Direktorat Tindak Pidana Ekonomi Khusus (Dirtipideksus) Bareskrim Polri menyita sedikitnya Rp 4 miliar dalam bentuk uang tunai dari 41 rekening PT Dana Syariah Indonesia (DSI) dan afiliasinya yang telah diblokir. Penyitaan ini merupakan bagian dari pengusutan kasus dugaan kecurangan atau fraud yang dilakukan oleh perusahaan platform investasi syariah tersebut.
Aset Sitaan Bareskrim Polri
Selain uang tunai, penyidik juga telah menyita aset bergerak berupa satu unit kendaraan roda empat dan dua unit kendaraan roda dua yang terafiliasi dengan PT DSI. Direktur Tindak Pidana Ekonomi Khusus Bareskrim Polri, Brigjen Ade Safri Simanjuntak, menyatakan, “Melakukan penyitaan uang sebesar Rp 4.074.156.192 dari 41 nomor rekening terlapor maupun afiliasinya yang sudah diblokir.”
Lebih lanjut, ratusan sertifikat hak milik (SHM) dan sertifikat hak guna bangunan (SHGB) milik para peminjam dana atau borrower yang dijaminkan di PT DSI juga turut disita. Penyitaan aset-aset ini dilakukan setelah penyidik melakukan penggeledahan di kantor pusat PT DSI yang berlokasi di Jalan Jenderal Sudirman Kav 52-53, Jakarta Selatan.
“Kami pastikan bahwa penyidikan atas perkara aquo akan berjalan secara profesional, transparan dan akuntabel,” tegas Ade Safri.

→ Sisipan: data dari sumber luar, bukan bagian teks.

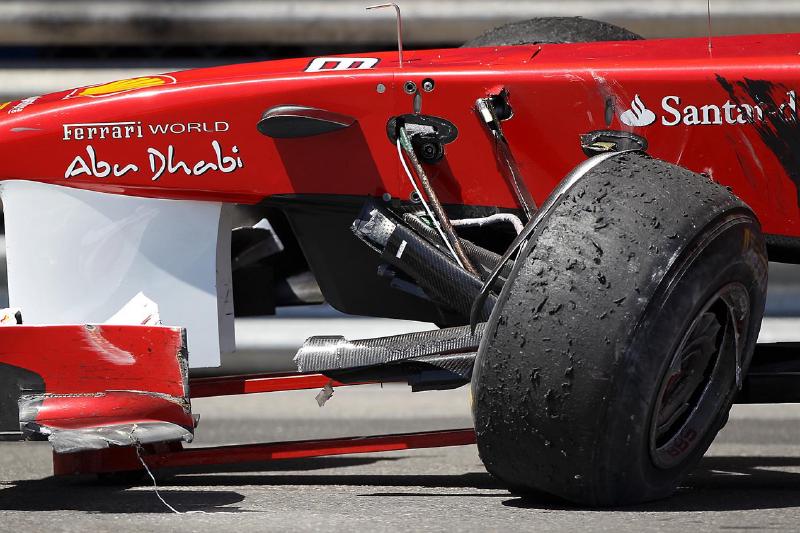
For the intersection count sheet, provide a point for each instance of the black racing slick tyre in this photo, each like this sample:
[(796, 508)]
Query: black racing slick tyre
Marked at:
[(613, 354), (552, 30)]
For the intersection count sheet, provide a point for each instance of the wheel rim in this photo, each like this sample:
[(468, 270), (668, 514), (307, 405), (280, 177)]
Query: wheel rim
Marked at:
[(701, 375)]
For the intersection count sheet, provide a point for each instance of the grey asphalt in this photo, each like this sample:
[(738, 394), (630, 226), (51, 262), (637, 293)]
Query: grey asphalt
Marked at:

Modus Operandi Dugaan Fraud DSI
Bareskrim Polri saat ini tengah mengusut indikasi kecurangan yang diduga dilakukan oleh PT Dana Syariah Indonesia (DSI) terkait kasus gagal bayar kepada para pemberi pinjaman atau lender. Salah satu modus operandi yang teridentifikasi adalah penggunaan proyek fiktif dengan memanfaatkan data borrower yang sudah ada.
“Salah satunya adalah dengan modus penggunaan proyek fiktif dengan menggunakan data atau informasi borrower existing,” jelas Ade Safri Simanjuntak kepada wartawan di kawasan Sudirman, Jakarta Selatan, Jumat (23/1/2026).
Ia menambahkan, “Borrower yang tidak dikonfirmasi atau diverifikasi sebelumnya oleh PT DSI, digunakan kembali oleh PT DSI untuk dilekatkan kepada proyek-proyek fiktif yang dibuat oleh PT DSI.”
Modus ini dilakukan untuk menarik minat para lender agar berinvestasi pada proyek-proyek yang seolah-olah membutuhkan pembiayaan. “Itulah yang kemudian membuat para lender ini tertarik, bahwa ada proyek-proyek yang membutuhkan pembiayaan dan mereka masuk untuk melakukan investasi,” pungkasnya.